[M3devel] Windows, Unicode file names

Wed Jun 27 22:04:59 CEST 2012

On 06/27/2012 05:19 AM, Jay K wrote:
>  > More and more is obvious how ideal structure would be: ARRAY OF CHAR, UTF8 encoded, using SRC M3 Text.Hash().
>
> I don't quite agree.
> There are two ideal approaches.
> 1)
> TEXT is like ARRAY OF CHAR and no values over 0xFF (or maybe even 0x7F)
> "WiDETEXT" is like ARRAY OF WIDECHAR, for 16bit or 32bit WIDECHAR
>
>
> 2) something that can change between them, or possibly store both, but is still mainly flat arrays
> That is, once you store a value over 0xFF, the internal represenation changes to flat array of WIDECHAR.
> Probably it stays that way -- you don't want to thrash back and forth in worst case.
> Lesser evil is probably to stick with wide represenation.
> Setting the string to empty might bounce it back narrow.
> Ditto assigning it from another narrow text, maybe.
>

This is similar to what the cm3 modification of Text does now.  The details of
what goes on inside the implementation are a bit different than you describe.
There can be mixtures of 8-bit string fragments and 16-bit string fragments, plus
other stuff hooking them together.  But the abstraction works just like this.

>
>
> What I don't yet understand in all this is how to efficiently combine thread safety, immutability, and quadratic growth.
>
> The following should be as efficient as in typical C++ libraries:
>
>
> VAR a: TEXT;

   VAR a: TEXT:= " ";

> WHILE TRUE DO
> a := a & " ";
> END;
>

In pm3 Text, this will take quadratic time and linear space.  The partial
strings will be garbage collected, as no copies of the pointers to them
are made.  GetChar is then O(1).

In cm3 Text, this is linear in both time and space, but the space usage
has a much higher constant factor than in pm3.  In pm3, the asymptotic space used
is exactly what the characters themselves require, i.e, one byte per character.
For cm3, I count 21 native words per character, plus fragmentation loss
for 3 separate heap objects per character.  That's 84 times or 168 times,
depending on word size.  Well, lots of people keep saying RAM is virtually
free these days.  I guess we really need to hope they are right.
GetChar is O(n) when the string is built linearly like this.
Best case is O(log n) when built by Cats of single characters.

My modification of cm3 Text lies between these.  It flattens strings
up to a point, then does some imperfect balancing of them higher in trees.

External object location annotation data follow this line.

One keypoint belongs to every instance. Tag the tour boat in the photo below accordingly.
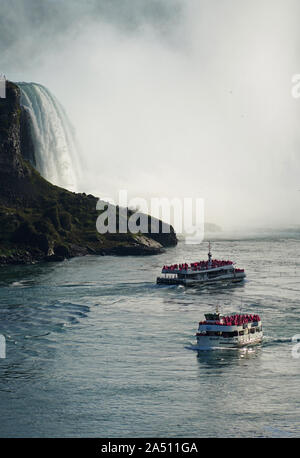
(232, 331)
(201, 273)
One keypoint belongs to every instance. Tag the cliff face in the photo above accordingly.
(40, 221)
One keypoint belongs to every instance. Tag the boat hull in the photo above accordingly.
(211, 343)
(200, 282)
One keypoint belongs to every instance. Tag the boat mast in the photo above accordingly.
(209, 255)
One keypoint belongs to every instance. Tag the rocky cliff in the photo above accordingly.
(40, 221)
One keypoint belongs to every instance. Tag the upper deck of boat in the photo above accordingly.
(201, 266)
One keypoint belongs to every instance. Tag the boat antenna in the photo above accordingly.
(209, 254)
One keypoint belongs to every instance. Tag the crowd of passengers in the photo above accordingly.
(198, 265)
(235, 320)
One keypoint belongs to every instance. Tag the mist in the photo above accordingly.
(172, 98)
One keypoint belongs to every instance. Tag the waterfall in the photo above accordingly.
(56, 152)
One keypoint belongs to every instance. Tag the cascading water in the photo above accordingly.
(56, 152)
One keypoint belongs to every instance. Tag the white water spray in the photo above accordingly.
(56, 152)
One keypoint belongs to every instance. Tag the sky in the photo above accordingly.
(178, 98)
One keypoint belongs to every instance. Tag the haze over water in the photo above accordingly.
(172, 98)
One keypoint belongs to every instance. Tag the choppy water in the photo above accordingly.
(95, 348)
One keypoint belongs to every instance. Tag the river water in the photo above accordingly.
(94, 348)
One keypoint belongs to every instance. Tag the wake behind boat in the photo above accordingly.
(201, 273)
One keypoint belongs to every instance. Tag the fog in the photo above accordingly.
(172, 98)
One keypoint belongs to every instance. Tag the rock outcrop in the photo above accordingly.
(43, 222)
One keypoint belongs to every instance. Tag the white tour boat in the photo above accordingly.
(237, 330)
(201, 273)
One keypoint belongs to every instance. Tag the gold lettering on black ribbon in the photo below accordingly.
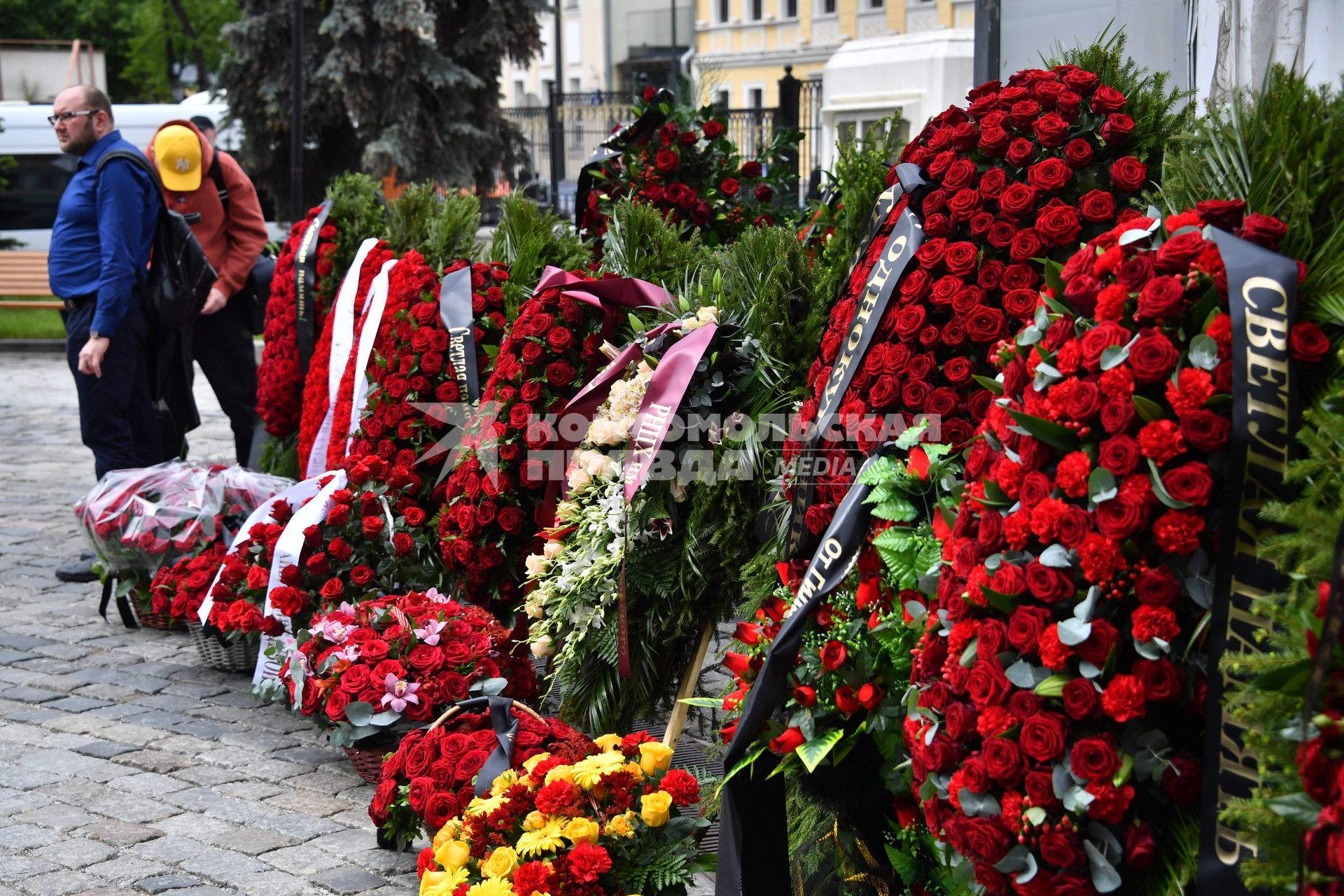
(1262, 288)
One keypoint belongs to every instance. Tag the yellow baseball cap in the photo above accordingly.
(178, 153)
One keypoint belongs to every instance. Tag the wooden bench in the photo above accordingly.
(24, 273)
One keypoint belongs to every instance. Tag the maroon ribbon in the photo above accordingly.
(667, 388)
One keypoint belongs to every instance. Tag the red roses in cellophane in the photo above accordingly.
(1025, 171)
(412, 367)
(316, 391)
(430, 777)
(1059, 681)
(379, 665)
(178, 590)
(280, 379)
(496, 491)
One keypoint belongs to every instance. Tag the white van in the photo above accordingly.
(29, 203)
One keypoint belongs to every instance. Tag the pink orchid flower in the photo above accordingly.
(400, 692)
(429, 634)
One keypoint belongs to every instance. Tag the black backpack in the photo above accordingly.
(179, 279)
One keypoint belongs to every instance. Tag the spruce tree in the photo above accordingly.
(409, 86)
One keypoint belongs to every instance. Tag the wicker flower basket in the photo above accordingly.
(153, 620)
(229, 656)
(368, 761)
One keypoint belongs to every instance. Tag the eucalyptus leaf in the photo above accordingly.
(1074, 631)
(1056, 556)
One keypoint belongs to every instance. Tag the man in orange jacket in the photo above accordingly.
(210, 188)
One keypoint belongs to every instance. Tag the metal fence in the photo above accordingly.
(580, 121)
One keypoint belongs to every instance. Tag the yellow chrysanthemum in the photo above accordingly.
(507, 780)
(588, 773)
(442, 883)
(546, 839)
(492, 887)
(536, 761)
(561, 773)
(622, 825)
(484, 805)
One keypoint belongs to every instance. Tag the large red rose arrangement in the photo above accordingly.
(430, 777)
(412, 365)
(178, 590)
(1060, 668)
(695, 175)
(496, 491)
(316, 391)
(280, 378)
(1023, 172)
(379, 665)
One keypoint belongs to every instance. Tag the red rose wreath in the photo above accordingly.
(1058, 676)
(1025, 171)
(280, 379)
(316, 394)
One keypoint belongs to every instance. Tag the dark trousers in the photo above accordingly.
(118, 419)
(222, 344)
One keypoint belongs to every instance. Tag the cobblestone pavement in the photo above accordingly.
(127, 766)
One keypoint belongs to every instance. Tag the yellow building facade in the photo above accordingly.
(742, 46)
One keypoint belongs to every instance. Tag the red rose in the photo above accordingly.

Frankly, I think I like going back to the pm3 implementation best.

>
> I kind of thing that immutability and quadratic growth are in conflict.

They are, to a considerable extent, as with all functional-style data structures.
But more sophisticated (i.e., complicated) implementations can mitigate somewhat.

> But not because that sounds obvious.
> Note that typical C++ libraries do have value semantics for std::string and std::vector.
>
>
> - Jay
>
>
>  > From: dragisha at m3w.org
>  > Date: Wed, 27 Jun 2012 11:52:53 +0200
>  > To: mika at async.caltech.edu
>  > CC: m3devel at elegosoft.com
>  > Subject: Re: [M3devel] Windows, Unicode file names
>  >
>  > More and more is obvious how ideal structure would be: ARRAY OF CHAR, UTF8 encoded, using SRC M3 Text.Hash().
>  >
>  > What we need is to make compler map from input encoding (whatever user chooses or is choosen for him) to internal UTF8.
>  >
>  > On Jun 26, 2012, at 8:50 PM, Mika Nystrom wrote:
>  >
>  > >
>  > > As far as I know, SRC M3 and PM3 come with a TEXT implementation that
>  > > works exactly as described below. An extra byte is used at the end with
>  > > a character VAL(0,CHAR). The Texts are simply arrays of 8-bit characters.
>  > >
>  > > One of the big advantages of the old version is that Text.Hash is really,
>  > > really fast. Especially on Alphas... it's hugely more expensive to
>  > > have hash tables (i.e., Modula-3 generic Tables) keyed on Texts under
>  > > CM3 than under the old compilers and runtimes. We're talking a factor
>  > > of five or so in speed since the Table routines are generally entirely
>  > > dominated by Text.Hash.
>  > >
>  > > Mika
>  > >
>  > > Hendrik Boom writes:
>  > >> On Mon, Jun 25, 2012 at 08:46:18PM +0000, Jay K wrote:
>  > >>>
>  > >>> Somewhat but not fully. Text.Length should fetch a stored length. As
>  > >>> I'm sure it already does.That length should always be correctly
>  > >>> maintained. Same as today.Adding one extra nul at the end doesn't
>  > >>> invalidate the data.std::string has the same properties -- c_str() can
>  > >>> on-demand append a terminal nul,but there could also be one in the
>  > >>> string itself.I understand it is a bit wierd. Maintaining a terminal
>  > >>> nul does add cost that might be wasted.And reduces the capacity by
>  > >>> one.It could be on-demand, I guess. - Jay
>  > >>
>  > >> Don't need the 'on demand'. For the benefits of C interoperability, the
>  > >> extra byte is well worth the price. What I'm worrying about is someone
>  > >> using an enbedded NUL as an end-of-string marker. I smell more bugs
>  > >> creeping in. But I guess bug are inherent in C use, so I'm not
>  > >> surprised seeing them in C interoperation.
>  > >>
>  > >> -- hendrik
>  >